Note: This version differs from my hot winter soup, similar to this.

Ingredients

  • 2 onions, skinned, halved and chopped
  • 6 red peppers, trimmed at stalk ends, slit lengthways, deseeded, chopped
  • 12 cherry tomatoes, halved
  • 6 small new potatoes, halved (ideally Jersey Royals)
  • 4-5 tbsp olive or chilli rapeseed oil
  • 1 rounded tsp salt
  • 15 grinds black pepper
  • 900 ml chicken or vegetable stock
  • 2 tbsp lemon juice
  • Small handful of basil leaves
  • Small handful of parsley heads, flat or curly

To serve:

  • Bought black olive pate
  • Bought small crisp biscuits or croutes

Method

  1. Line a deep baking tray or roasting tin with baking parchment. Spread the chopped onions and peppers and halved new potatoes onto the parchment lined tin, scatter the halved tomatoes over, and drizzle the oil over the lot.
  2. Sprinkle with the salt and grind black pepper over all.

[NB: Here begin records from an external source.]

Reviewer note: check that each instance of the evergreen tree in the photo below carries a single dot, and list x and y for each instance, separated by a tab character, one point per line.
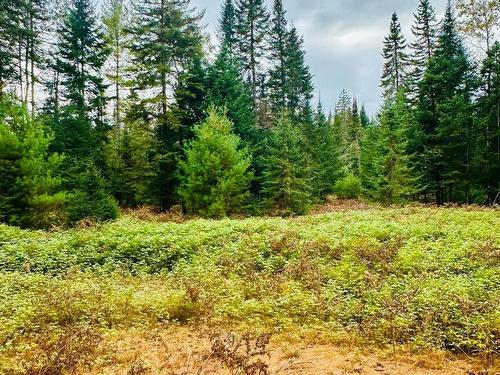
396	59
487	155
225	88
287	176
115	22
279	52
363	117
190	98
80	126
30	183
215	177
252	31
348	129
323	145
299	87
425	38
228	27
396	183
446	119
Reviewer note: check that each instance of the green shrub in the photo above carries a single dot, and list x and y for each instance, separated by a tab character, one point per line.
91	200
348	188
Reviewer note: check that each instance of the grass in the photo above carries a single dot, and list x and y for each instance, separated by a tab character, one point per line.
426	278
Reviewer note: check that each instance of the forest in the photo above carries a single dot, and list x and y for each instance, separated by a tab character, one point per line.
124	104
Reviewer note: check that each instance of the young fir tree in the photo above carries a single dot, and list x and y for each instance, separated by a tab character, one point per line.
487	154
215	176
225	88
81	129
252	31
425	31
287	177
396	60
165	40
228	27
278	75
30	184
116	22
445	116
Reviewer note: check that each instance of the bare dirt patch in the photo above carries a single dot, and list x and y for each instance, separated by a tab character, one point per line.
182	351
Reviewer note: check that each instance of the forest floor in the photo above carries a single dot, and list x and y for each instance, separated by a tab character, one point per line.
183	351
349	289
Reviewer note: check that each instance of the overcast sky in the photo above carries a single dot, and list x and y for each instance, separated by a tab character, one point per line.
343	40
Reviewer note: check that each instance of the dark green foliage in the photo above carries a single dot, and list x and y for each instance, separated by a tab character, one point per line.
445	116
30	184
324	150
425	30
252	33
228	27
348	187
487	150
225	88
91	199
287	177
396	59
215	177
166	43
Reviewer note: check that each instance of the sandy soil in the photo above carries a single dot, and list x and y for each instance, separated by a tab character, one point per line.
185	352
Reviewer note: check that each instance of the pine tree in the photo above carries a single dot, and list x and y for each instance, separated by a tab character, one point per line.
445	115
287	177
215	177
190	98
81	128
252	31
299	86
166	39
228	27
30	183
279	50
487	154
348	129
425	38
225	89
363	117
115	22
323	146
396	182
396	59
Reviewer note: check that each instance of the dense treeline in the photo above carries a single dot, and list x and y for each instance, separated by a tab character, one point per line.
123	106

Roast in a hot oven, 180C Fan/200C/400F/Gas Mark 6 for 20 minutes. Then mix up the contents of the tin, spread evenly, and continue to roast for a further 20 minutes.
  3. Measure the stock and lemon juice into a saucepan. Once the roasting time is up, add the contents of the tin to the stock in the pan. Bring to a gentle simmer on top of the cooker.
  4. Simmer for two minutes before taking the pan off the heat and cooling. Add the basil and parsley to the cooled contents of the pan.
  5. Using a hand held blender, whiz the contents of the pan until smooth. Taste, adjust the seasonings if you think necessary. Pour into a polythene jug, cover and store in the fridge until half an hour before serving.
  6. Serve by pouring or ladling the soup into the soup plates. Put three to five black olive croutes on each serving.